While a Greek (pre) deal in some format was largely expected this weekend (especially following the unprecedented humiliation of Greece that would allow the Troika to repay… the Troika) the biggest stunner from the past 48 hours was Schauble’s insistence (which as we subsequently learned had been coordinated with Merkel) that either Greece accepts draconian terms which will strip the country of its sovereignty, or it will suffer a 5 year “time out” from the Eurozone.
But while Schauble’s “time out” language never made it into the final documents, its presence alone was sufficient to remind the members of the Eurozone that the monetary union has quiet specific loopholes to push any member out that infuriates the German finance minister. It was also enough for FT’s Wolfgang Munchau to write earlier today that “The Eurozone As We Know It Is Destroyed.”
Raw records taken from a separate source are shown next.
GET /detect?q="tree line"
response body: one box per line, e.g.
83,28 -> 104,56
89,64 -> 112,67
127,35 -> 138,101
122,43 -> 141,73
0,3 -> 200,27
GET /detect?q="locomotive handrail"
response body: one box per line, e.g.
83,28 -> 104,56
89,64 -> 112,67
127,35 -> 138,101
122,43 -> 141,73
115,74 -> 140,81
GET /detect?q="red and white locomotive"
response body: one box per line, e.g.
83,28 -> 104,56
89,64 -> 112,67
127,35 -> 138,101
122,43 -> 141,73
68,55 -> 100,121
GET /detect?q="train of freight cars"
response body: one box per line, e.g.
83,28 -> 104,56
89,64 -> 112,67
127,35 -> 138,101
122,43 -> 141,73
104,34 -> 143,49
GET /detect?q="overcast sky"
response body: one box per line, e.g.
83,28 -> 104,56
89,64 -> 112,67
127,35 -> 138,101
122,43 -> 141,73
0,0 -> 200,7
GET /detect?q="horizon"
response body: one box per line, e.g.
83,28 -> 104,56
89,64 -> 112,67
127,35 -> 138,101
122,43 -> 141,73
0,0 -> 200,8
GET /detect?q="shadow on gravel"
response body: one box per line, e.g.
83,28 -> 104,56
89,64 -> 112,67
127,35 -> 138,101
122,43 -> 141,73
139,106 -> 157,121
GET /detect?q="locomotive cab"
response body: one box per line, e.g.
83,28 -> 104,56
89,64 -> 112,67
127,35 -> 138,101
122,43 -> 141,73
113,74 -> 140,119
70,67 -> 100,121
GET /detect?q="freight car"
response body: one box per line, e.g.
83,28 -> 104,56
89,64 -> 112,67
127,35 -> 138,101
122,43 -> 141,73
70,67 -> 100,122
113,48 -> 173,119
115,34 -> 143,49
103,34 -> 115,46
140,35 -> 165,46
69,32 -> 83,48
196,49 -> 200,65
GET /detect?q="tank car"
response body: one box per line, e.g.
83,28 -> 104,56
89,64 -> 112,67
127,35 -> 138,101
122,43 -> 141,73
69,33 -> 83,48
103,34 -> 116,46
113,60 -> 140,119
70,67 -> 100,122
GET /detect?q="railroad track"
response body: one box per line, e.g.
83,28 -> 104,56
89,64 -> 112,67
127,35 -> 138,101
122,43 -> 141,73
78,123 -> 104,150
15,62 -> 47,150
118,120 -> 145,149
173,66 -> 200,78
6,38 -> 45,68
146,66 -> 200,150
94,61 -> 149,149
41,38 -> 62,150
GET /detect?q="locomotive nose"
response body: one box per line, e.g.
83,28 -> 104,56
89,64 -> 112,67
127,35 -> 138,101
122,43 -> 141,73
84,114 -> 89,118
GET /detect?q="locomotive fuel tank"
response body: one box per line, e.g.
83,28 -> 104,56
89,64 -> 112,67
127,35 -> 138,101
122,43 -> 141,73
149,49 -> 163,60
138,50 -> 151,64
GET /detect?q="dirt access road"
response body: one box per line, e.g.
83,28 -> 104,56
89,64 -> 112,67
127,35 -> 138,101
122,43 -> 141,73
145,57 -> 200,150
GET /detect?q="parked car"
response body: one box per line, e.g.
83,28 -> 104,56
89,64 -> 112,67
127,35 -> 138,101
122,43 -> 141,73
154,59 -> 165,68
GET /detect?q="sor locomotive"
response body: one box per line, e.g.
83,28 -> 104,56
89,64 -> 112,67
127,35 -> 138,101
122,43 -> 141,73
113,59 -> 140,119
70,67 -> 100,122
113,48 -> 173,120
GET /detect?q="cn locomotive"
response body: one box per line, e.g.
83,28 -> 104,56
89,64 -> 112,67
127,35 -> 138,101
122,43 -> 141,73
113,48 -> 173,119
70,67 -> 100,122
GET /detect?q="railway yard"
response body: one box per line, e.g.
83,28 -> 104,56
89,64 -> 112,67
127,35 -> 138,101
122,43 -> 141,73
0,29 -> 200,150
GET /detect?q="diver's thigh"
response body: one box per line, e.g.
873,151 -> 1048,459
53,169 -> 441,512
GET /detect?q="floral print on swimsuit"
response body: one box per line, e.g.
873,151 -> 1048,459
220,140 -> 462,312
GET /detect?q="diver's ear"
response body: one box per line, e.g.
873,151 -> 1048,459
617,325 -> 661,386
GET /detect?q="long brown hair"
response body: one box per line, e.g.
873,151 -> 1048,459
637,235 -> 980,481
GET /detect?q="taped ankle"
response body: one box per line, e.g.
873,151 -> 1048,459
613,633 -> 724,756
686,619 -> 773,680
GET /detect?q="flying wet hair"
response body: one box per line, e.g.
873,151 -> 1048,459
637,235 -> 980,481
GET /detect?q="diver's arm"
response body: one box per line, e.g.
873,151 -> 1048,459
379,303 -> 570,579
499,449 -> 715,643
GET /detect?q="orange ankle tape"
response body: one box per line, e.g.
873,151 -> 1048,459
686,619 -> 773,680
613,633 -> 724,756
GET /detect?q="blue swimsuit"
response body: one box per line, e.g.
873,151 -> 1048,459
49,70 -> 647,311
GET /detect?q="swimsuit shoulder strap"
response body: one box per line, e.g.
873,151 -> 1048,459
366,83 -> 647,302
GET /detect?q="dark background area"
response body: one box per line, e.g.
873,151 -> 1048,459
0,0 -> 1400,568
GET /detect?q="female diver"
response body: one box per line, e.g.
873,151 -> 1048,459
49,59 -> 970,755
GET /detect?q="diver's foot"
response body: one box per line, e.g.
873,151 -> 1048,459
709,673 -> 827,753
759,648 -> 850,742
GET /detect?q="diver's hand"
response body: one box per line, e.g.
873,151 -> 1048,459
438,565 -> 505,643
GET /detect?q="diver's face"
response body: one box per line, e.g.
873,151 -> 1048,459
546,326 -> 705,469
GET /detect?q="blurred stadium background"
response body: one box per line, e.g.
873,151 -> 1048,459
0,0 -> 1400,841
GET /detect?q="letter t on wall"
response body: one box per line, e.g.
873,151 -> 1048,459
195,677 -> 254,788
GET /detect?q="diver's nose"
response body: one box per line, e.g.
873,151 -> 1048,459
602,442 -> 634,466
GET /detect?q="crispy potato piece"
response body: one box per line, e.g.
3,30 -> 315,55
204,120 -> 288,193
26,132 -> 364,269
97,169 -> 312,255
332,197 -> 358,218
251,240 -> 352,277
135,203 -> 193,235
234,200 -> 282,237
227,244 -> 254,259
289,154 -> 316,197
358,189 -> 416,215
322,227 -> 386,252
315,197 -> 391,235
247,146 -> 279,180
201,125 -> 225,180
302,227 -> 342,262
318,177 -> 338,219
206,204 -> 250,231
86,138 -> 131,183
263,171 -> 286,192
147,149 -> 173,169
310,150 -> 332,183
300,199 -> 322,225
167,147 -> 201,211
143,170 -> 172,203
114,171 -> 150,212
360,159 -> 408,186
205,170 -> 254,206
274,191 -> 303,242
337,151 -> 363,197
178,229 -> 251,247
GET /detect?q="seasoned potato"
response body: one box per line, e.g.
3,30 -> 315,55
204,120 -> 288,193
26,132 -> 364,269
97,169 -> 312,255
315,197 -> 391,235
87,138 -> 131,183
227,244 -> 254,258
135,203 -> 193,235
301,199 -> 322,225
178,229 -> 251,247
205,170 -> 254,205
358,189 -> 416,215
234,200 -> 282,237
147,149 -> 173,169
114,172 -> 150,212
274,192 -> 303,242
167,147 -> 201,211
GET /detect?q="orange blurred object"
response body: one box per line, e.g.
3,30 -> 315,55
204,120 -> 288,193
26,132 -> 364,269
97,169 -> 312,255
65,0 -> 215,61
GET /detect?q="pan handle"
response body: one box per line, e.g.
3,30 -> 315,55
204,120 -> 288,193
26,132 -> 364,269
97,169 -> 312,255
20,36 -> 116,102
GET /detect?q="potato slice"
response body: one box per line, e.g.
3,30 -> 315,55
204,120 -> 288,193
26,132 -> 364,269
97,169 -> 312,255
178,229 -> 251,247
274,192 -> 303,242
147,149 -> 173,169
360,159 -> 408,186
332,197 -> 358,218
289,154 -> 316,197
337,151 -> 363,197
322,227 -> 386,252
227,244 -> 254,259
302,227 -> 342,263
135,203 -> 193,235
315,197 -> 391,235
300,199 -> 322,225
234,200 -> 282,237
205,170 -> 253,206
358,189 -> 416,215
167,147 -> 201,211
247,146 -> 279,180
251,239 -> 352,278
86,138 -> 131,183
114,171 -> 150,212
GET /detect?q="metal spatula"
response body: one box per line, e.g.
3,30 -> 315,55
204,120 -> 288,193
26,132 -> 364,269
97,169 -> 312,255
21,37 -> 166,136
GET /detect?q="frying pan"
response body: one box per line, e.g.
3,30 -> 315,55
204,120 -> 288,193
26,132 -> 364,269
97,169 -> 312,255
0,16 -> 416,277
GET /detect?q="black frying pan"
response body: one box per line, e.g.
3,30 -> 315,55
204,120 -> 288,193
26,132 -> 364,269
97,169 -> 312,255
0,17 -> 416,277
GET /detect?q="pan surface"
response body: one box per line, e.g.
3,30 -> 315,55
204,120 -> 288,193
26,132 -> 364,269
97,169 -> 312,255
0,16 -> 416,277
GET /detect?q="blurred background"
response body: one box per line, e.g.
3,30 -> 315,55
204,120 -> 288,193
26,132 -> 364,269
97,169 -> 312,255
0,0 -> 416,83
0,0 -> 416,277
But why did Schauble insist on this “nuclear option”? For the answer we turn to none other than former NY Fed president (and leaker) and US Treasury advisor and current Warburg Pincus president, whose 2014 memoir Stress Test lays it all out:A few days later [i.e., late July 2012], I flew to meet Wolfgang Schäuble for lunch during his vacation at a resort in Sylt, a North Sea island known as Germany’s Martha’s Vineyard. Schäuble was engaging, but I left Sylt feeling more worried than ever. He told me there were many in Europe who still thought kicking the Greeks out of the eurozone was a plausible — even desirable — strategy. The idea was that with Greece out, Germany would be more likely to provide the financial support the eurozone needed because the German people would no longer perceive aid to Europe as a bailout for the Greeks. At the same time, a Grexit would be traumatic enough that it would help scare the rest of Europe into giving up more sovereignty to a stronger banking and fiscal union. The argument was that letting Greece burn would make it easier to build a stronger Europe with a more credible firewall.
Naturally, Geithner who himself is atavistic to debt relief and instead urged the Fed and Treasury to fix debt with even more debt, “found the argument terrifying.”
He adds that “letting Greece go could create a spectacular crisis of confidence, regardless of what Europeans committed to do afterward.”
For now, at least, Grexit – whether temporary or permanent – has been delayed for a few months until Greece violates Bailout #3 and Europe is back to he drawing board. At that point not even fellow debt sinner Italy and France will have enough sway to convince “northern Europe” that bailout #4 is merited.
But the question is: was Schauble wrong, especially when considering the alternative that Greece is now presented with: handing over its sovereignty to Berlin on a silver platter, and an outcome which “leaves Greece in a permanent debt trap, under neo-colonial control, and so economically fragile that it is almost guaranteed to crash into a fresh crisis in the next global downturn or European recession.”
Schauble will get the last laugh yet.